No. What may -- may -- have resulted from forgivable misimpressions due to the "fog of war" long ago crystallized into obdurate lies. Cronkite never clarified the record, never admitted that the Tet offensive -- the Vietcong's surprise holiday attack on cities across South Vietnam -- resulted in a military and political fiasco for North Vietnam.
This was becoming apparent even before the dust had settled in 1968, as we learn in Peter Braestrup's indispensable "The Big Story" (1977), one of the signal historical works of the 20th century, which meticulously analyzes the media's failure to assess Tet correctly as a defeat for North Vietnam. Even Leftist journalist Frances Fitzgerald in her Pulitzer Prize-winning "Fire in the Lake" (1972) reported that Tet had "seriously depleted" Vietcong forces and "wiped out" many of their "most experienced cadres," noting that such losses drove "the southern movement for the first time into almost total dependency on the north." Her conclusion: "By all the indices available to the American military, the Tet offensive was a major defeat for the enemy."
And the enemy agreed. In a 1995 interview with the Wall Street Journal, Bui Tin, a member of the North Vietnamese general staff who in 1975 personally received the unconditional surrender of South Vietnam, called North Vietnam's losses in Tet "staggering." Communist forces in the South, he explained, "were nearly wiped out by all the fighting in 1968. It took us until 1971 to re-establish our presence, but we had to use North Vietnamese troops as local guerillas. If the American forces had not begun to withdraw under Nixon in 1969," he added, "they could have punished us severely." And who knows? If Cronkite had not used Tet to nudge for negotiations, maybe American forces would not have begun to withdraw.

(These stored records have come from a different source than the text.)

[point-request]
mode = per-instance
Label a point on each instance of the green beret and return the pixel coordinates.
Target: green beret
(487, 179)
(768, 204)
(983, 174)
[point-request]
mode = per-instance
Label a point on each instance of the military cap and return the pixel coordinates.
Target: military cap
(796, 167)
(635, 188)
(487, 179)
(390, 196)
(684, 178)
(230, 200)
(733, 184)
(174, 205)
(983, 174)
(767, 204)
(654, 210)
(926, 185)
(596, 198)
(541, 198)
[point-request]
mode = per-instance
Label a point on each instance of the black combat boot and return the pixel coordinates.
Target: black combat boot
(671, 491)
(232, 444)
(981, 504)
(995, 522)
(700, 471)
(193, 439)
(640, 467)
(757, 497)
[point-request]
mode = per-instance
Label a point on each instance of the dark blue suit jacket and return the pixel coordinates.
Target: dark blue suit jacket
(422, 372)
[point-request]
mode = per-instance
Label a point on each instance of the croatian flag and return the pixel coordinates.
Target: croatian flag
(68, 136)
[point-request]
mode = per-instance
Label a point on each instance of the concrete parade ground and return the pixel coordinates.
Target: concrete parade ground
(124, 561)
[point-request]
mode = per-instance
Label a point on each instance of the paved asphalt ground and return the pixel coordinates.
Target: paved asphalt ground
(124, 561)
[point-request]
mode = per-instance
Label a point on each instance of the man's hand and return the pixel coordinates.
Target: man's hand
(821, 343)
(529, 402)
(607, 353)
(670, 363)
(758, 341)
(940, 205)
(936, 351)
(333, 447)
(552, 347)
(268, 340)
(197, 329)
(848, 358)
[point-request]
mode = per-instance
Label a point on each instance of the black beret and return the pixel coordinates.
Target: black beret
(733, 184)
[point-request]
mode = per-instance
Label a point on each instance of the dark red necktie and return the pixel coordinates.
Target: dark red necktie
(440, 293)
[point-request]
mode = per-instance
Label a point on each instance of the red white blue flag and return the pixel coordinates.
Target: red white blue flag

Bui Tin said North Vietnamese commander Gen. Vo Nguyen Giap told him Tet was "a military defeat though we had gained the planned political advantages when Johnson agreed to negotiate and did not run for re-election."
Well, who could blame him? The president had "lost Cronkite."
And so be it. The president lost Cronkite, the United States lost Vietnam. But why are the rest of us still stuck with Cronkite's Orwellian packaging as "America's most trusted newsman" 41 years after he totally and calamitously and obstinately blew Tet? The ongoing genuflection before "Uncle Walter" reveals something mighty weird about this body politic -- something beyond the ken of a mere journalist, something more in the line of work of a really good shrink.